Arnaud Lagardère awarded the 2005 Jean-Luc Lagardère Foundation grants at the Cité de l’Architecture et du Patrimoine in the Palais de Chaillot.
Yesterday evening, Arnaud Lagardère awarded the 2005 Jean-Luc Lagardère Foundation grants, known as the Bourses Hachette. The 16th annual ceremony was held at the Cité de l’Architecture et du Patrimoine in the Palais de Chaillot, which will open its doors to the general public in 2007. More than 1,000 people from the worlds of politics, the arts and the media were on hand for the event.
This occasion gave Mr. Lagardère an opportunity to describe the foundation’s new scope. Indeed, the organization is branching out from its mainly cultural initiatives into sports sponsorships for low-income neighbourhoods and new corporate patronage programmes in medical and technological research.
Mr. Lagardère believes that “the Jean-Luc Lagardère Foundation must promote French culture and values through its Bourses Hachette grants, while pursuing other activities such as the founding of a media library at the Maison de Solenn/Maison des Adolescents at Cochin hospital. Our foundation puts human welfare first and hopes to stress creativity in everything it does.”
During his opening remarks, Mr. Lagardère thanked all those who chaired the judges’ panels for their help and loyalty. The list includes Edmonde Charles-Roux (Writer panel), Pierre Lescure (Movie Producer panel), Laurent Joffrin (Journalist panel), Vincent Frèrebeau (Musician panel), Jane-Evelyn Atwood (Photographer panel), Jérôme Sans (Digital Artist panel) and Jean-François Rod (Bookseller panel).
The Bourses Hachette grants seek to support young talent in the fields of writing, video and film, music and the digital arts.

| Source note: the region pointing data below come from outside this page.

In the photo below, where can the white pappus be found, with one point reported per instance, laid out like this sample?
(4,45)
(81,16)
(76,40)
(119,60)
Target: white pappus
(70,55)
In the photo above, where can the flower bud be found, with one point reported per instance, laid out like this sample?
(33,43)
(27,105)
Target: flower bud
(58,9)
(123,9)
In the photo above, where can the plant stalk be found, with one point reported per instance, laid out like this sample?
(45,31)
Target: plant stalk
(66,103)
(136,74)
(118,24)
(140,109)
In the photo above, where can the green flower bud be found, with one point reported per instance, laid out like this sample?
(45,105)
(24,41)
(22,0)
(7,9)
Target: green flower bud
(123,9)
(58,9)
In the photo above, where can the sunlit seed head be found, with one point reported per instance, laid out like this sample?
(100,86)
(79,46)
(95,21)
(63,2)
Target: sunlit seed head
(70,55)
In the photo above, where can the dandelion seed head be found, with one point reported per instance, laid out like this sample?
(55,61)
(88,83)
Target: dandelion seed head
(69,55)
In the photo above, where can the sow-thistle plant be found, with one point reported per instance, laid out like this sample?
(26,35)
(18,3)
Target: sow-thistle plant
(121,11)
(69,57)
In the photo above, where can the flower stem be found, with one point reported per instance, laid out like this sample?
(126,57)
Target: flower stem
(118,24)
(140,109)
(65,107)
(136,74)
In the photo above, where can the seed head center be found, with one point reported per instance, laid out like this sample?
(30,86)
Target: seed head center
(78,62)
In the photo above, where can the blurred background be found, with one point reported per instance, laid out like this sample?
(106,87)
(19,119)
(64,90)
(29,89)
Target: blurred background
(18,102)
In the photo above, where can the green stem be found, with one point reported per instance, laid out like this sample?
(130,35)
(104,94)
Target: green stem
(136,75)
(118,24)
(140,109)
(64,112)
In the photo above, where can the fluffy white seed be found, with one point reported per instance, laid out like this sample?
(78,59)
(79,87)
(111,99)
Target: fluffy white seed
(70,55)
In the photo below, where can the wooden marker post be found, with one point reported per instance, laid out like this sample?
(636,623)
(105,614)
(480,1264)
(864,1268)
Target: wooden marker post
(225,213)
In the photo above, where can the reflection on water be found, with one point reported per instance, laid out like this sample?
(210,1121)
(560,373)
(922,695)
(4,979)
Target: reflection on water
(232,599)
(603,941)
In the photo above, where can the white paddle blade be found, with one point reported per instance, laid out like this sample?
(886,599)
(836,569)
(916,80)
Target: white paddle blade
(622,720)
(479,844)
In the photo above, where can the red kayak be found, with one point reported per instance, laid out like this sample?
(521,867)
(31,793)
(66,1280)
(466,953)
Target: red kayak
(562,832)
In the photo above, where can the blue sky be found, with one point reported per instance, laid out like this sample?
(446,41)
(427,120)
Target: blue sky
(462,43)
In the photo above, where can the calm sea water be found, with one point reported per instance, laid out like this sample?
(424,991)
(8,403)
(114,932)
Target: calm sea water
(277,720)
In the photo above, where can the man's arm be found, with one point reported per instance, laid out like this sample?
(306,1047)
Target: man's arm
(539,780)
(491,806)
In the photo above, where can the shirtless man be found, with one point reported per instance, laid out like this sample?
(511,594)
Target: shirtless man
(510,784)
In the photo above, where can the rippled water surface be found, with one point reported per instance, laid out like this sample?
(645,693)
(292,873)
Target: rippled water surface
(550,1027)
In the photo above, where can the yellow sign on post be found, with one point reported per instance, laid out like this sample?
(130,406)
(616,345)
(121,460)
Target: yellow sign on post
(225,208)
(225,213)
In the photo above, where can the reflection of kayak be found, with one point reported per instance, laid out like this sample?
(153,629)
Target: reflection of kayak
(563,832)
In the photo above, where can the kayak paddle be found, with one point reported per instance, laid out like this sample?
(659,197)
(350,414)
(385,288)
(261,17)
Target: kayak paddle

Given the high standard of the entries, the Jean-Luc Lagardère Foundation awarded 11 prizes this year instead of its usual eight, granting a total of 197,000 euros, or 5,000 euros more than in previous years.
The 2005 prize-winners
The Writer prize
The Writer prize was a tie, awarded to Jessica Nelson (age 25) and Jean-Baptiste Gendarme (age 26), who each received 15,000 euros to write their second novels: the story of a father-daughter relationship for Jessica and of grieving and returning to one’s native land for Jean-Baptiste.
The Movie Producer prize
The Movie Producer prize (50,000 euros) was awarded to Boris Briche (age 30) to support the creation of a production company and the making of a film, Le Cirque, a comedy that features three characters from different backgrounds who meet in unlikely circumstances and are forced to live together.
The Digital Artist prize
The Digital Artist prize (25,000 euros) went to Nadia Micault (age 27) for use in creating an entertaining artist-promotion site for her friend, the musician Sir Alice.
The Journalist prize
The Journalist prize (10,000 euros) went to Cécile Bontron (age 27) for her efforts to report on a globalization trend in health-care that is stripping Africa of its nurses and doctors.
A special prize (5,000 euros) was awarded to Armandine Penna (age 29) for her report on immigration channels for Nigerian women.
The Bookseller prize
The Bookseller prize (30,000 euros) was given to Rosa Aoudia Tandjaoui (age 34) to help her revitalize her shop, a real neighbourhood bookstore in the heart of Paris’ 19th arrondissement (district).
A special Innovation prize (7,000 euros) went to Virginie and Mathieu Ducros (29 and 31) to help them expand their Montpellier bookstore, which specializes in “manga” culture.
The Musician prize
The Musician prize (30,000 euros) was awarded to Ahmed Mazouz (age 28) to help him produce his second rap album, Peines de Maures/Arc en Ciel pour Daltoniens, on his own label, Kerozen Music.
The Photographer prize
The Photographer prize (15,000 euros) was awarded to Agnès Dherbeys (age 28) for her efforts to document the evolution of Timor since the tiny country gained its independence in 2002.
The Television Screenwriter prize was not awarded this year due to a shortage of quality entries.